Long standing ICG member Carol Raithatha has an article published in the September 2021 issue of Food Science and Technology. In it, she gives a ‘taster’ of what a sensory scientist does. Sensory science is a specialist area of research. It incorporates what we market researchers refer to as ‘product testing’ but goes that bit further, and includes working with trained ‘panels’ of individuals who become expert in evaluating products and specific sensory perceptions.
Sensory science can involve collaborating with and/or training professionals such as wine tasters, hair stylists, etc. More often the ‘experts’ are recruited members of the public who are screened for their sensory and descriptive abilities and then trained for the specific role of a sensory assessor. The output of these panels is insight that leads to multisensory design and optimisation. Ideally expert panel feedback is correlated with consumer reaction, the central theme being that product or service users can tell you very well what they like or don’t like, while trained experts can pinpoint and describe sensations in detail.

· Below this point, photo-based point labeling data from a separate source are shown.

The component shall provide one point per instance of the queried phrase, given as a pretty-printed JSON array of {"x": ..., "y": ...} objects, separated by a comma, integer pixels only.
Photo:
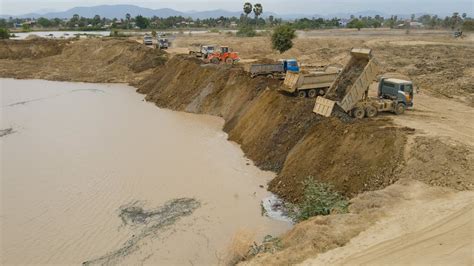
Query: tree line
[{"x": 454, "y": 22}]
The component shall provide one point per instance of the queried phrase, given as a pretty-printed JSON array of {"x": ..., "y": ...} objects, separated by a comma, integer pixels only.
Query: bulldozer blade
[
  {"x": 361, "y": 53},
  {"x": 324, "y": 106}
]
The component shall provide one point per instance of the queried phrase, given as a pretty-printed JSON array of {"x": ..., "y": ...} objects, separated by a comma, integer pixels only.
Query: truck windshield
[{"x": 407, "y": 88}]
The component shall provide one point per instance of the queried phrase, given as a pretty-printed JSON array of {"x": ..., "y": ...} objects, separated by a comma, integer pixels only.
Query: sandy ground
[{"x": 432, "y": 228}]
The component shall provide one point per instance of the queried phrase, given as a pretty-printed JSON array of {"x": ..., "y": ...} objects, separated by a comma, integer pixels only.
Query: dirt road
[{"x": 438, "y": 117}]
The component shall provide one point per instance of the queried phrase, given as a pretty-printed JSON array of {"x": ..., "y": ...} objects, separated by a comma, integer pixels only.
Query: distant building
[
  {"x": 343, "y": 22},
  {"x": 416, "y": 25}
]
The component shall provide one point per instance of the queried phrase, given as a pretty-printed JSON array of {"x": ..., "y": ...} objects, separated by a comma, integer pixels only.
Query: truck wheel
[
  {"x": 371, "y": 111},
  {"x": 301, "y": 94},
  {"x": 312, "y": 93},
  {"x": 400, "y": 109},
  {"x": 358, "y": 112}
]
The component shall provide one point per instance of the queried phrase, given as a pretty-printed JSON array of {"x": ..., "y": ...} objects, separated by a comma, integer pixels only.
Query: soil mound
[
  {"x": 31, "y": 48},
  {"x": 89, "y": 60}
]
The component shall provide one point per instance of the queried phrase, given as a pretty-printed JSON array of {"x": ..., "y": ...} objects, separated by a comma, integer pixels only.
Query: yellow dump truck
[{"x": 308, "y": 85}]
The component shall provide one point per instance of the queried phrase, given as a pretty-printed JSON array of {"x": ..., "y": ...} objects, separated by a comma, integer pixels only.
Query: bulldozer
[
  {"x": 352, "y": 86},
  {"x": 224, "y": 55}
]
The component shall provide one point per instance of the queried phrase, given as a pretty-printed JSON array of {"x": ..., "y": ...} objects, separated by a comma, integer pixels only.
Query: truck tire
[
  {"x": 371, "y": 111},
  {"x": 312, "y": 93},
  {"x": 400, "y": 109},
  {"x": 358, "y": 112},
  {"x": 301, "y": 94}
]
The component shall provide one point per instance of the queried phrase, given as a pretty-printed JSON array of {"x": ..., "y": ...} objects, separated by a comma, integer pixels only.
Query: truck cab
[
  {"x": 290, "y": 65},
  {"x": 163, "y": 43},
  {"x": 206, "y": 50},
  {"x": 148, "y": 40},
  {"x": 396, "y": 89}
]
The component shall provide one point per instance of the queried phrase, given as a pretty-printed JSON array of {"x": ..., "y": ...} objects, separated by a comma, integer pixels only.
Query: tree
[
  {"x": 4, "y": 33},
  {"x": 142, "y": 22},
  {"x": 282, "y": 38},
  {"x": 25, "y": 27},
  {"x": 455, "y": 19},
  {"x": 96, "y": 20},
  {"x": 247, "y": 9},
  {"x": 356, "y": 23},
  {"x": 271, "y": 18},
  {"x": 257, "y": 10}
]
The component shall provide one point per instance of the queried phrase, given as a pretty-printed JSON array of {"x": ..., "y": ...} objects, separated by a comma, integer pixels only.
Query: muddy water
[{"x": 92, "y": 173}]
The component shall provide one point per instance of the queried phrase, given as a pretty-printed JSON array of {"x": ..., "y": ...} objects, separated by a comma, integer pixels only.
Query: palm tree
[
  {"x": 247, "y": 9},
  {"x": 257, "y": 10}
]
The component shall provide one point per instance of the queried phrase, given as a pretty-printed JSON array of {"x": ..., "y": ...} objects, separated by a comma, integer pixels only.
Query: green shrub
[
  {"x": 246, "y": 31},
  {"x": 4, "y": 33},
  {"x": 282, "y": 38},
  {"x": 468, "y": 25},
  {"x": 319, "y": 199}
]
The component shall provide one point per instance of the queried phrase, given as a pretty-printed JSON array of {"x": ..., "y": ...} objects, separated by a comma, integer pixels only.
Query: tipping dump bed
[
  {"x": 357, "y": 90},
  {"x": 300, "y": 81},
  {"x": 258, "y": 69}
]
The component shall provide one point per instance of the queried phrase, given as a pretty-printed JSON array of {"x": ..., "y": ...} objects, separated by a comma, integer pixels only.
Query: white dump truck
[
  {"x": 309, "y": 85},
  {"x": 394, "y": 95}
]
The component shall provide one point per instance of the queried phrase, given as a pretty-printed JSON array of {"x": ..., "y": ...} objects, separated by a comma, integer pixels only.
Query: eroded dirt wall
[{"x": 279, "y": 132}]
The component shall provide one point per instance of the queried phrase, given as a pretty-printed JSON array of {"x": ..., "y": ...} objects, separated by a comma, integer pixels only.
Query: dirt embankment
[
  {"x": 38, "y": 48},
  {"x": 93, "y": 60},
  {"x": 279, "y": 132}
]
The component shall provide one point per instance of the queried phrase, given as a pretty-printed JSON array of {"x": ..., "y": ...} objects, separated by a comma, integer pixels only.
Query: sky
[{"x": 322, "y": 7}]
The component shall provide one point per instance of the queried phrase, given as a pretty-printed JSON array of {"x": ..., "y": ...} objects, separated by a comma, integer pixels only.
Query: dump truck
[
  {"x": 223, "y": 55},
  {"x": 163, "y": 43},
  {"x": 148, "y": 40},
  {"x": 394, "y": 95},
  {"x": 202, "y": 50},
  {"x": 274, "y": 70},
  {"x": 308, "y": 85}
]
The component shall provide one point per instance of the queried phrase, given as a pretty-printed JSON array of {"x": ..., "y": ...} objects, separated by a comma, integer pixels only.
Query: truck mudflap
[{"x": 324, "y": 106}]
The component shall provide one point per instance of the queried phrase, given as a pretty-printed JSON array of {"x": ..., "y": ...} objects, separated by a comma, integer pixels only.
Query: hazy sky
[{"x": 16, "y": 7}]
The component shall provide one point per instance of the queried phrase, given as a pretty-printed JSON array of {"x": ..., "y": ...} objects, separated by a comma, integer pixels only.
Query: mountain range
[{"x": 119, "y": 11}]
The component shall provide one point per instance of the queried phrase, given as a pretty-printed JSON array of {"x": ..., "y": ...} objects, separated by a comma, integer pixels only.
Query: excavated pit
[{"x": 280, "y": 132}]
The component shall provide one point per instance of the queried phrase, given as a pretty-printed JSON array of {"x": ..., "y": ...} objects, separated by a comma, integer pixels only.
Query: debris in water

Carol has come from a background of Food Science but over her career has progressively moved into the market research world, initially via product testing but laterally working in all sorts of areas such as desk, qualitative, and B2B research. Although many of her activities focus on food, others relate to sensory perception issues in other sectors, or address different topics all together. For example, Carol has worked on projects within transport, health and wellbeing, professional services, DIY, automotives, and many other areas.
Carol has been a member of the ICG for almost 20 years. For her, the ICG represents a wonderful community of colleagues that provide valued support and inspiration.